Alifix version 1.4 is now available from here: alifix14
and from its Product Page. As it seldom needs updating, it doesn’t use the auto-update mechanism.
APFS sparse and clone files
As you can tell by its name, Sparsity started off as a means of creating APFS sparse files for test purposes. In addition to that, it has a valuable scanning feature that will detect and report details of all sparse, clone and purgeable files in a selected volume or folder. Information reported includes both the nominal and actual size of each file, so you can see which sparse files are saving the most space on disk.
Sparsity version 1.4 is now available from here: sparsity14
and from its Product Page. It too doesn’t use auto-update.
UTI file types
Give UTIutility a filename extension and it will tell you its Uniform Type Indicator (UTI, also UTType), traditional Mac OSType, MIME type, Pasteboard type, and a list of UTIs it conforms to. You can also find the same information from those other properties. This too has a crawler that will search through a volume or folder and compile a list of all the UTIs it encounters there. Its Help book contains an extensive reference to UTIs to help you get the most out of them.
UTIutility version 1.4 is now available from here: utiutil14
and from its Product Page. It doesn’t use auto-update.
Natural language
For many years, macOS has had built-in features to handle and parse natural languages including French, Spanish and German. Nalaprop uses these features to analyse text files, or text pasted into the left view in its main window. That text can then be parsed by downloadable linguistics modules supplied by Apple, and each word displayed in colour according to that word’s part of speech or grammatical type. From that it can automatically construct dictionaries or concordances of words used in that text, arranged by part of speech, and giving word frequency for each.
Nalaprop comes with a multilingual demonstration file to show how well it copes with language transitions.
Here it has parsed and coloured the text in the middle according to part of speech, for two languages, English and French. To the right of those is the dictionary it has compiled, ending verbs and starting the list of nouns. At the far right is a colour key for parts of speech.

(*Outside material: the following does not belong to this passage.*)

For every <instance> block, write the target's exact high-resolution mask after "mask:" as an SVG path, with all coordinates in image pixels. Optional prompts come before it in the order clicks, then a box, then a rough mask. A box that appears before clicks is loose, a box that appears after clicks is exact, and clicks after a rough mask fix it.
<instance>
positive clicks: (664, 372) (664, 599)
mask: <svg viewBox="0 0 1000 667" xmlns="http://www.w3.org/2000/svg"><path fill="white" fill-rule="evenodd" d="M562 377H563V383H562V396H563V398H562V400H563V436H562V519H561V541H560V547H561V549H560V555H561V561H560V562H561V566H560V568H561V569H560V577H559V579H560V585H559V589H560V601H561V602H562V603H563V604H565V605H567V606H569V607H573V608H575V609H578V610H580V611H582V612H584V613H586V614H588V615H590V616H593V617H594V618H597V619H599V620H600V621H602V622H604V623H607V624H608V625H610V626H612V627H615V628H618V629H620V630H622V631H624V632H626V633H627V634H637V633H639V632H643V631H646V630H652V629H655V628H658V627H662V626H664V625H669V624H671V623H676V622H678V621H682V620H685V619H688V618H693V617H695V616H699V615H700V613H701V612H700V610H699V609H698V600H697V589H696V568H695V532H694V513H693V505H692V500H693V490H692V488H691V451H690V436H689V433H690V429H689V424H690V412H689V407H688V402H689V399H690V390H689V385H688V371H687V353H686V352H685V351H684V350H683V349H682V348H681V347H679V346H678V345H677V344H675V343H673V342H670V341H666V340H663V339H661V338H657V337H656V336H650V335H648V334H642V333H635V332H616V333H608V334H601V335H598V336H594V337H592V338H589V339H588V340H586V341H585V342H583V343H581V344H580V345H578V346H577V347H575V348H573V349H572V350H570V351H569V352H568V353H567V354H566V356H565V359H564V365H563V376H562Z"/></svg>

In this demonstration, Charles Dickens’ novel David Copperfield has been parsed, a total of nearly 360,000 words. Currently such large documents are analysed in the main thread, so you’re likely to see a spinning beachball during parsing, but can still switch freely to other apps when that’s taking place. Those with Apple silicon Macs will see that analysis is performed in a single thread running on one P core, so all the other P cores remain free to run other tasks. I was hoping to use different threads for this, but it proved too complicated to incorporate in this particular version.
Nalaprop version 1.4 is now available from here: nalaprop14
from its Product Page, and via its auto-update mechanism.
Enjoy!
Here are the 21 icons for those of my apps so far ported to be compatible with Tahoe.
You don’t have to collect all in the series, though.